Mevcut çalışmada AİK konusunda başarısız olanlar anlamlı şekilde daha fazla, doktor önerisi olmadan, herhangi bir komşu/yakın tavsiyesi ile ilaç kullandıklarını belirten seçenekleri işaretlemişlerdir. Ekenler ve ark.24 Konya’nın bir ilçesinde aile sağlığı merkezine başvuran veya ev ziyaretlerinde konuşulan hastaların AİK durumlarını değerlendirmişler ve komşu/akraba önerisi ile ilaç kullanma oranını %66 olarak belirlemişlerdir. Bu çalışmada akılcı olmayan bu yaklaşımın oldukça yüksek oranda saptanması katılımcı popülasyonu ile alakalı gibi görünmektedir. Tıp fakültesi örnekleminin seçildiği yukarda bahsedilen çalışmalardan birinde ise, komşu/yakın tavsiyesi ile ilaç kullanma oranı 14.1 bulunmuştur 23. Bu oran bu çalışmadaki ankete göre 16.7 olmuştur. Bu durumda benzer katılımcılarla benzer sonuçların alınması sağlık alanındaki kişilerin ilaca başlarken daha ihtiyatlı davranıp, işin profesyonellerinin önerilerini dikkate aldıkları şeklinde yorumlanabilir.

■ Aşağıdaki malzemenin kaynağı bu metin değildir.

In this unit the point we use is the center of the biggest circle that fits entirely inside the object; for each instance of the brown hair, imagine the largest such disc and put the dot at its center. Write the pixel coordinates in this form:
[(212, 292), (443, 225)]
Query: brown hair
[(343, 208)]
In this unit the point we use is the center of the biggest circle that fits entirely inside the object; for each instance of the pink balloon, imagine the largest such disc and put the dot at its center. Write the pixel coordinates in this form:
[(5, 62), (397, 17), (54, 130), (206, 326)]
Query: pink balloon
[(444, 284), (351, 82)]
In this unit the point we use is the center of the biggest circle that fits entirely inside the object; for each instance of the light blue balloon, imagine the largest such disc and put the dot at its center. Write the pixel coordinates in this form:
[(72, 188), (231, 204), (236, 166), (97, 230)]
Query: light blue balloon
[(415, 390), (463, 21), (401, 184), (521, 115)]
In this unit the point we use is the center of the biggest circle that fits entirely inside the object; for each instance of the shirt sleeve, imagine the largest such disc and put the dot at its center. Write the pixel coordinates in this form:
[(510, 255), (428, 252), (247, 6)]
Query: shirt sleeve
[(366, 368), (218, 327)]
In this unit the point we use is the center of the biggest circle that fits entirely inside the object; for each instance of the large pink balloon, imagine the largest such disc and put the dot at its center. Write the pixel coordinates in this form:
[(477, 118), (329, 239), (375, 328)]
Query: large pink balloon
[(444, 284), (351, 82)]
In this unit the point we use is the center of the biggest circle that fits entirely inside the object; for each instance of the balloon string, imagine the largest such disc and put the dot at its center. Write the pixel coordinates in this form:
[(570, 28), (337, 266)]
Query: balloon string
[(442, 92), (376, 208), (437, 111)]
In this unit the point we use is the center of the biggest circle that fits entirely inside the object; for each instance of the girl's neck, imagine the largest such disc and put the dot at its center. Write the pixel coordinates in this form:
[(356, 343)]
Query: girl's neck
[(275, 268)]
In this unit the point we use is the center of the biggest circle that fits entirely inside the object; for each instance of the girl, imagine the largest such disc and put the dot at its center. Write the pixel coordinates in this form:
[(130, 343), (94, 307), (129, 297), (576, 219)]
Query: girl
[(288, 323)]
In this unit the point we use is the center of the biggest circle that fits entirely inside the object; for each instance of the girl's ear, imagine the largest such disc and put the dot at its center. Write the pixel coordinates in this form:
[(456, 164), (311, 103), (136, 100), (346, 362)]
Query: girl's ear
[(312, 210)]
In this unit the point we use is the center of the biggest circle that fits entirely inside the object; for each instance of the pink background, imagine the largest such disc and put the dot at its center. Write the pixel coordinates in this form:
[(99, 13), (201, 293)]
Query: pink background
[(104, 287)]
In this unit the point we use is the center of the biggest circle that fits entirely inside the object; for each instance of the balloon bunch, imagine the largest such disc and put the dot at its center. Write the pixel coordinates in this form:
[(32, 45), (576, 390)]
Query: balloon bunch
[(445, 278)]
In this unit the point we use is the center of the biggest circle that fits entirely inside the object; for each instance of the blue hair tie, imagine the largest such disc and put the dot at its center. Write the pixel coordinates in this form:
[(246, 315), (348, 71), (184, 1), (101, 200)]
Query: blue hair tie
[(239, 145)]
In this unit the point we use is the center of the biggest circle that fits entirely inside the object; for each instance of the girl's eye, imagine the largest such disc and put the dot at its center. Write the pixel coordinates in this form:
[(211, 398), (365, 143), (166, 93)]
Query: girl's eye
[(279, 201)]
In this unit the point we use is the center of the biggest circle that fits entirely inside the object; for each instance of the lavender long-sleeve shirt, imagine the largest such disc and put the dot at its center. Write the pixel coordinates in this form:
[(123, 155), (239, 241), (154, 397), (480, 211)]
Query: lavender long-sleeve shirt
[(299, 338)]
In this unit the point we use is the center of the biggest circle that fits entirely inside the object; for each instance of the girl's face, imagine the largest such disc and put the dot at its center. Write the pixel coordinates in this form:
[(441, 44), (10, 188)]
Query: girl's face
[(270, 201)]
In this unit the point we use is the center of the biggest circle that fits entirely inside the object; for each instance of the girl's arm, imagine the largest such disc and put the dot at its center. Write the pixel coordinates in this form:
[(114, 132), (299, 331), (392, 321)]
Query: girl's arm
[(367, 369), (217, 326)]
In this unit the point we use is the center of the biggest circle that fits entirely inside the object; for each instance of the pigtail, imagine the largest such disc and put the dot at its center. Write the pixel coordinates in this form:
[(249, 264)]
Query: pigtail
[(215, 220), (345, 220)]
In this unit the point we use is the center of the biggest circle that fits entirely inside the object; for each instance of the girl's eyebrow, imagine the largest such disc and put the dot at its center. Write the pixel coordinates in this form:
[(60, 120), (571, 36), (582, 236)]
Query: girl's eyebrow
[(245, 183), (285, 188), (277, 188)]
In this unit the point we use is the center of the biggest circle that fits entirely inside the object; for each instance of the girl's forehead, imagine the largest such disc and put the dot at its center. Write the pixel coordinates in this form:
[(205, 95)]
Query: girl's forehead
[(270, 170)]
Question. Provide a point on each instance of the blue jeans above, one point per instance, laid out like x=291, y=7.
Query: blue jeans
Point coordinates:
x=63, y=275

Tüm dünyada olduğu gibi Türkiye’de de ilaçların akılcı kullanımına yönelik çalışmalar artmakta, AİK farkındalığı ve bilinci bunlara bağlı olarak da ilaç kullanımında alışkanlıklar pozitif yönde değişmektedir. Geleceğin reçete yazan hekimleri ve ilacı hastayla buluşturan eczacılarının AİK bilgi ve davranışlarının değerlendirildiği bu çalışmanın bulguları;
- Eğitimlerinin ilk yılında AİK konusunda toplum ortalamasının üzerinde bilgili olduklarını
- Diş hekimliği ve eczacılık fakültesine göre tıp fakültesi öğrencilerinin AİK’de daha başarılı olduğunu,
- AİK davranışlarının detaylarına bakıldığında ise, başarılı olanlar ile başarısız olanlar arasında akılcı olan veya akılcı olmayan ortak davranışlar olduğunu göstermiştir.
Sonuç olarak tıp, diş hekimliği ve eczacılık fakültelerinin uzun lisans eğitimlerinde AİK farkındalığı artırılmalı ve AİK davranışları asgari düzeyde eşitlenmeye çalışılmalıdır. Bu alandaki eğitim, bireysel ve toplumsal kazanımlarla beraber ekonomik boyutta da ülkemize önemli katkılar sağlayacaktır.